Social distancing rules also were in effect on AmaDouro, including a rule that passengers couldn't mix and mingle in the dining room. Seating was assigned, and passengers were asked to remain with their traveling parties -- in our case, our friends group of eight.
These rules were on top of the fact that, as noted above, everyone arriving in Portugal for a cruise or any other type of trip must show proof of a negative result on a COVID-19 test taken within two or three days of departure (depending on the test type).

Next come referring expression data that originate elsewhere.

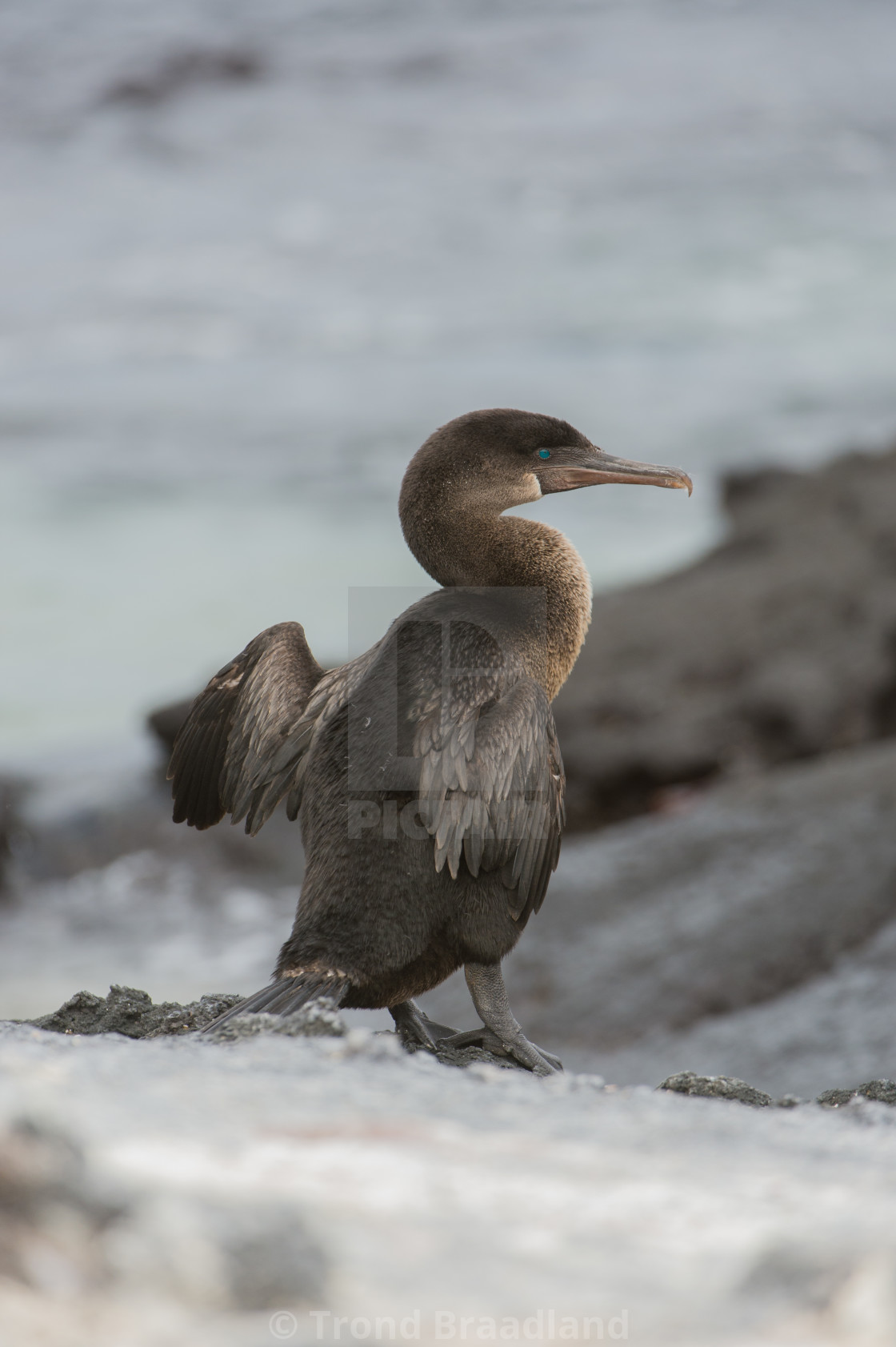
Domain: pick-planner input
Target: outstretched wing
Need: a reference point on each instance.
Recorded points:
(492, 787)
(226, 753)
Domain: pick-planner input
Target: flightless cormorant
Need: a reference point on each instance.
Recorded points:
(427, 771)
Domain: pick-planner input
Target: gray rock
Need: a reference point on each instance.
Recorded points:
(132, 1013)
(880, 1092)
(778, 645)
(716, 1088)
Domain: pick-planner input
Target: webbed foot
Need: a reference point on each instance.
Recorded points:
(518, 1047)
(500, 1033)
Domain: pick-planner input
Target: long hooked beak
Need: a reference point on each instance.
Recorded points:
(602, 467)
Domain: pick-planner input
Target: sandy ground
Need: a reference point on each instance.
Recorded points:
(366, 1183)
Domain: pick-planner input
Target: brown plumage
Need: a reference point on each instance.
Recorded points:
(427, 771)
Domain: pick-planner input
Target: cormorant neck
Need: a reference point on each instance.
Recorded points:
(474, 544)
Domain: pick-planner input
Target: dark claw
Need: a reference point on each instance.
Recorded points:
(527, 1053)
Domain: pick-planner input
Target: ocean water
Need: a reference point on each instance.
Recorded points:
(252, 255)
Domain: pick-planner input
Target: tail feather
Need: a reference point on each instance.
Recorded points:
(287, 994)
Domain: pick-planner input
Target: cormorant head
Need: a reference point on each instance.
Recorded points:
(498, 459)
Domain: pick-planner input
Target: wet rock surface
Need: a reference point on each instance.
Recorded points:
(716, 1088)
(192, 1191)
(132, 1013)
(778, 645)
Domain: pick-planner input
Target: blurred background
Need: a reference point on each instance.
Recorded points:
(252, 256)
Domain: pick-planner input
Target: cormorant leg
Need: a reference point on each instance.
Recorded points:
(502, 1032)
(417, 1029)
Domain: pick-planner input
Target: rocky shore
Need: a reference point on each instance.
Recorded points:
(734, 732)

As an aside, none of these rules were in place when we originally booked the trip -- way back in 2019. Originally, we had been scheduled to take this group cruise in the summer of 2020. But our original departure date was canceled due to the COVID-19 pandemic, and we rebooked last summer for this year. Even when we rebooked last year, cruise companies had yet to come up with the stringent new health protocols that they now have in place. But we're glad they did. It was the deciding factor in giving everyone in our group the peace of mind to travel.
Bottom line
I was close to calling off a long-planned vacation last week due to the rise of COVID-19 cases in recent months -- and the hassles of travel restrictions related to the illness. But after wavering at the last minute, I went ahead with the trip, and I'm thankful that I did. It was a wonderful outing -- a chance to catch up with friends that I hadn't seen in an extended period due to the COVID-19 pandemic and a chance to see new places in the world.